A instalação da Ditadura Militar, após a derrubada do presidente eleito João Goulart, completará meio século no próximo ano. E todo este tempo decorrido desde então não foi suficiente para que os cientistas sociais pudessem obter um conhecimento mais amplo acerca dos malefícios que trouxe para os vários aspectos da vida do país a falta de liberdades democráticas naquele período de duas décadas inaugurado com a deposição de Goulart.
Se sociólogos e cientistas políticos, com o domínio de conhecimentos específicos, não conseguem encerrar este triste balanço, muito menos conseguirá fazê-lo a população em geral sobre quem desaba até hoje o peso daqueles malefícios.
A ditadura militar brasileira terá assassinado pelo menos quatro centenas de pessoas nas suas prisões políticas. Número de crimes superado centenas de vezes pelos cometidos pela ditadura militar argentina, do mesmo período.
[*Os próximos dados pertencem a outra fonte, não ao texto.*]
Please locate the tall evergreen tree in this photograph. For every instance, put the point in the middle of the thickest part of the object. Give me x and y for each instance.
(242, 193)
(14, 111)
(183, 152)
No entanto, enquanto nossos vizinhos já colocaram na cadeia inclusive os chefes militares que comandaram o país deles naqueles anos, nós sequer conseguimos até agora saber quais foram os responsáveis diretos pelo assassinato do deputado Rubens Paiva, dentro dos órgãos de repressão.
Mas não só de dados factuais se ressente o conhecimento já acumulado sobre esta atormentada fase da nossa História recente. Há um conhecimento mais sutil, mais complexo, mais profundo, de que carecemos mais ainda. O conhecimento dos males que não se esgotaram num fato ou num conjunto de fatos delimitáveis no tempo. Como, por exemplo, aqueles provocados no desenvolvimento das pesquisas nos laboratórios das universidades, os quais resultaram no empobrecimento do conteúdo do ensino superior fornecido a muitos jovens durante todos esses anos.
Há poucos dias, com o acesso a documentos oficiais só agora liberados, foram confirmados situações de opressão em regiões muito afastadas dentro do Brasil, as quais deixaram apenas entrever a extensão daqueles outros males. No interior de São Paulo, a polícia política manteve alunos e professores de uma universidade evangélica, a Metodista de Piracicaba, submetidos a vigilância permanente nos anos de 1980. E, no interior da Amazônia, em Belém, o físico José Maria Bassalo foi impedido durante quase trinta anos pela Polícia Federal, de aceitar todos os convites que recebeu de universidades da França, dos Estados Unidos e do México para que ele se juntasse a seus pares no Exterior no prosseguimento de suas pesquisas.